Prodigiosin (PDG) was previously reported to be a T cell-specific immunosuppressant. Here we describe the mechanism of action of PDG in T cells and the effect of PDG on autoimmune diseases. PDG selectively suppresses concanavalin A (Con A)-induced T cell proliferation, but has little effect on lipopolysaccharide-induced proliferation of B cells and nitric oxide production of macrophages. Although PDG does not block interleukin (IL)-2 production, it efficiently inhibits interleukin-2 receptor alpha-chain (IL-2Ralpha) expression, and this results in a disruption of the IL-2/IL-2R signaling pathway, on which a great part of the regulation of T cell activation depends. PDG blocks T cell differentiation into effector helper T cells secreting interferon-gamma and IL-4 as well as into effector cytotoxic T lymphocytes expressing perforin, which is at least in part resulting from inhibition of the IL-2/IL-2R signaling.
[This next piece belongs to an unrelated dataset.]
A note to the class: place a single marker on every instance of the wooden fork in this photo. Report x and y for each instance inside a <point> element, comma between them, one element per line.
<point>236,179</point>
PDG indirectly blocks signal transducer and activator of transcription activation by inhibiting cytokine signalings in Con A-activated T cells, although it does not inhibit the activation of nuclear factor-kappaB, nuclear factor of activated T cells, and activator protein-1. As direct evidence of immunosuppression in vivo, we show that PDG markedly reduced blood glucose levels and cellular infiltration into the pancreatic islets in nonobese diabetic mice, and that it also delays the onset of collagen-induced arthritis in DBA/1 mice. In conclusion, our results demonstrate that PDG has a unique mode of action, namely, that it blocks T cell activation by inhibiting primarily IL-2Ralpha expression in the IL-2/IL-2R signaling, and show that this compound represents a promising immunosuppressant candidate for the treatment of autoimmune diseases.